Elles tressaillirent, mais sans bouger d’un pas pour autant. De leur regard impassible, elles nous suivirent jusqu’à la porte. J’en ai eu des frissons.

Pendant ce temps, Matoga tapait énergiquement du pied devant l’entrée de la maison délabrée, pour enlever la neige de ses chaussures. Les petites fenêtres avaient été calfeutrées avec des feuilles de plastique et du papier, la porte en bois était recouverte de carton goudronné.

Des deux côtés de l’entrée s’entassait du bois de chauffe, un tas de bûches aux formes irrégulières. L’intérieur était déplaisant, à donner la nausée. Crasseux et mal entretenu. Partout, on sentait une odeur d’humidité, de bois et de terre – une terre mouillée, vorace. La fumée avait depuis longtemps imprégné les murs d’une couche grasse.

La porte de la cuisine était entrouverte et j’ai tout de suite vu le corps de Grand Pied étendu sur le sol. Je l’ai à peine effleuré du regard que mes yeux se sont détournés aussitôt. Un moment a passé avant que je ne puisse le regarder de nouveau. C’était terrible à voir.

Recroquevillé sur lui-même, il gisait dans une position bizarre, les mains autour du cou, comme s’il avait voulu arracher un col trop serré. Je m’en suis approchée doucement, comme hypnotisée. J’ai vu ses yeux ouverts qui fixaient un vague espace sous la table. Son maillot sale était déchiré au niveau de la gorge. On aurait dit que le corps avait livré une lutte contre lui-même avant de s’écrouler, vaincu. J’étais pétrifiée d’horreur, mon sang s’est figé dans mes veines, puis j’ai eu l’impression qu’il se retirait au fin fond de mon corps. Et dire que, hier encore, je l’avais vu vivant.

– Mon Dieu ! Que s’est-il passé ? bredouillai-je.

Matoga haussa les épaules.

– Je n’arrive pas à joindre la police, je ne capte que le réseau tchèque.

J’ai sorti mon portable pour composer le numéro que j’avais vu à la télé : 997. Quelques secondes plus tard, j’ai entendu la voix tchèque d’un répondeur automatique. Rien de plus normal ici. Les réseaux se déplacent sans se soucier des frontières entre les États. Parfois la frontière entre deux opérateurs se tient pour un temps dans ma cuisine, il arrive également qu’elle se fixe pour plusieurs jours devant la maison de Matoga, ou sur sa terrasse, mais il est difficile de comprendre son caractère chimérique.

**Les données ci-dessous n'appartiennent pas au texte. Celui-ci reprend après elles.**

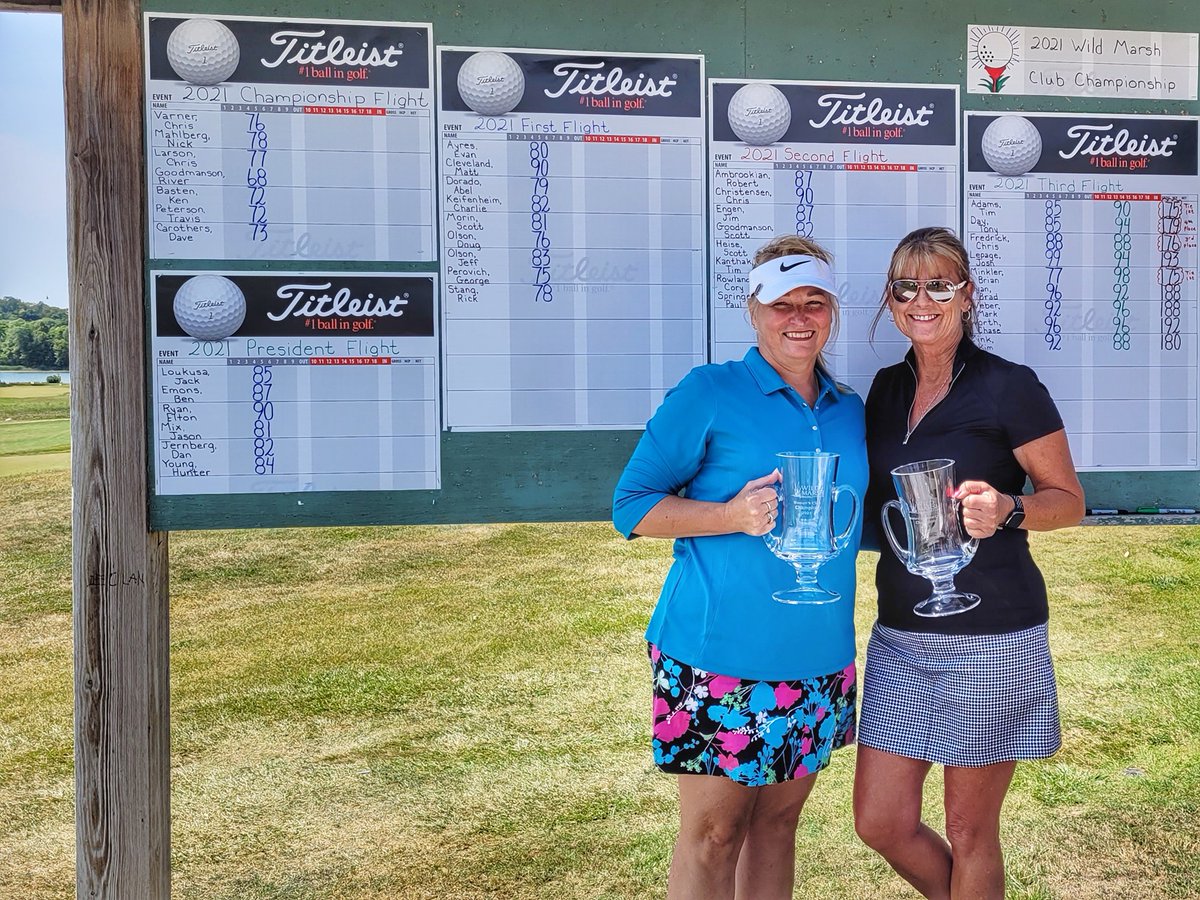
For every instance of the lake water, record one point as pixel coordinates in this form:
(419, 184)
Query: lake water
(35, 377)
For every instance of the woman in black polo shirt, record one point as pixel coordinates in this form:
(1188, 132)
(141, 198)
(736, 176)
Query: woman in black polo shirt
(972, 691)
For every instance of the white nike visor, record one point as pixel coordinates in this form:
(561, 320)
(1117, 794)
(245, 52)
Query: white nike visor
(775, 277)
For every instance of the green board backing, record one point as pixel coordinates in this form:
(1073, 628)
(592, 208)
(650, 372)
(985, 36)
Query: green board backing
(569, 475)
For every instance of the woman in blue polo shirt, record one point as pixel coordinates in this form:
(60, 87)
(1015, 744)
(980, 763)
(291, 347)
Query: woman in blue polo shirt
(751, 696)
(972, 691)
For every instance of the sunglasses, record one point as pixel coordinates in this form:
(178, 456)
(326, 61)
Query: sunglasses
(940, 289)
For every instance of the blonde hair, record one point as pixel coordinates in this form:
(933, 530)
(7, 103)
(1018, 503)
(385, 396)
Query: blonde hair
(924, 247)
(786, 245)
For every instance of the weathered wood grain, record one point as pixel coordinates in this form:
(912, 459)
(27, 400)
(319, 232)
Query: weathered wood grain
(123, 791)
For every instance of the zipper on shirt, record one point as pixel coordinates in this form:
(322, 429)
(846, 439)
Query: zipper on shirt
(909, 417)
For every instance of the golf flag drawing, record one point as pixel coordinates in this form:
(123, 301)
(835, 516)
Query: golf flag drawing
(994, 48)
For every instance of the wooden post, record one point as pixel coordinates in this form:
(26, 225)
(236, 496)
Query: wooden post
(123, 756)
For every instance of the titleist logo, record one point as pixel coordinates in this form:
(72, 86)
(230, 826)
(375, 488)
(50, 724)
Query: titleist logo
(846, 109)
(316, 300)
(1096, 141)
(304, 49)
(581, 78)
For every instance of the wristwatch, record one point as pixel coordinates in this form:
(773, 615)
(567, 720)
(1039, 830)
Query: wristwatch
(1018, 515)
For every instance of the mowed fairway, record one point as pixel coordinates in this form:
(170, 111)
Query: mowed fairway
(35, 432)
(461, 712)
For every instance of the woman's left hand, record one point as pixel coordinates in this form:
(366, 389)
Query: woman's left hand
(983, 508)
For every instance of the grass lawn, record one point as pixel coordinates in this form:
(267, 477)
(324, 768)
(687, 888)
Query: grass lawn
(22, 402)
(461, 712)
(42, 436)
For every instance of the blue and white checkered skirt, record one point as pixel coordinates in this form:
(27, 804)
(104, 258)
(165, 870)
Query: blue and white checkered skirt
(960, 700)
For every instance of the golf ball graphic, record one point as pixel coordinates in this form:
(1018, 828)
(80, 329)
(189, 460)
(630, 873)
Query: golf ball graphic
(209, 307)
(203, 51)
(995, 49)
(760, 113)
(491, 83)
(1012, 145)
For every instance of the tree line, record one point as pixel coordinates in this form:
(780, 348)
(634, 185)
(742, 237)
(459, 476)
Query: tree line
(33, 335)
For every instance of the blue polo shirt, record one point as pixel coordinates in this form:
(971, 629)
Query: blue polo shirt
(720, 427)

– Tu aurais dû monter sur le coteau, au-dessus de la maison, dis-je (conseil un peu tardif, je dois le reconnaître).

– Avant qu’ils n’arrivent, il va se raidir complètement, constata Matoga sur un ton que je n’aimais pas du tout chez lui, comme s’il avait la science infuse. Puis il retira sa peau de mouton et la posa sur le dossier d’une chaise. Nous ne pouvons pas le laisser ainsi. Il est dans un sale état, c’était tout de même notre voisin.

Je regardais le pauvre cadavre recroquevillé de Grand Pied et j’avais du mal à croire qu’hier encore cet homme me faisait peur. Je ne l’aimais pas. Et c’est peu dire. Je le trouvais franchement répugnant, horrible. En vérité, je ne le considérais pas comme un être humain. À présent, petit, malingre, impuissant et inoffensif, il gisait sur le parquet taché, dans des sous-vêtements sales. Un simple fragment de matière que des transformations difficiles à concevoir avaient réduit à l’état d’objet fragile et séparé de tout. J’ai ressenti de la tristesse, une immense tristesse, car même un individu aussi immonde que lui ne méritait pas la mort. Qui la mérite, d’ailleurs ? Je connaîtrai moi aussi le même sort, tout comme Matoga, et les biches… Un jour, nous serons tous des cadavres.

J’ai regardé Matoga, espérant trouver chez lui une consolation, mais il était déjà en train d’arranger tant bien que mal les draps défaits d’un divan déglingué, alors j’ai essayé de me consoler toute seule. Je me suis dit que la mort de Grand Pied était peut-être une bonne chose au fond. Elle l’avait libéré du désordre constant de sa propre vie. En même temps, elle avait libéré d’autres êtres vivants. Eh bien, oui ! j’ai réalisé soudain combien la mort pouvait être bonne et juste, à l’instar d’un produit désinfectant ou d’un aspirateur. C’est exactement ce que j’ai pensé, je l’avoue, et je le pense encore.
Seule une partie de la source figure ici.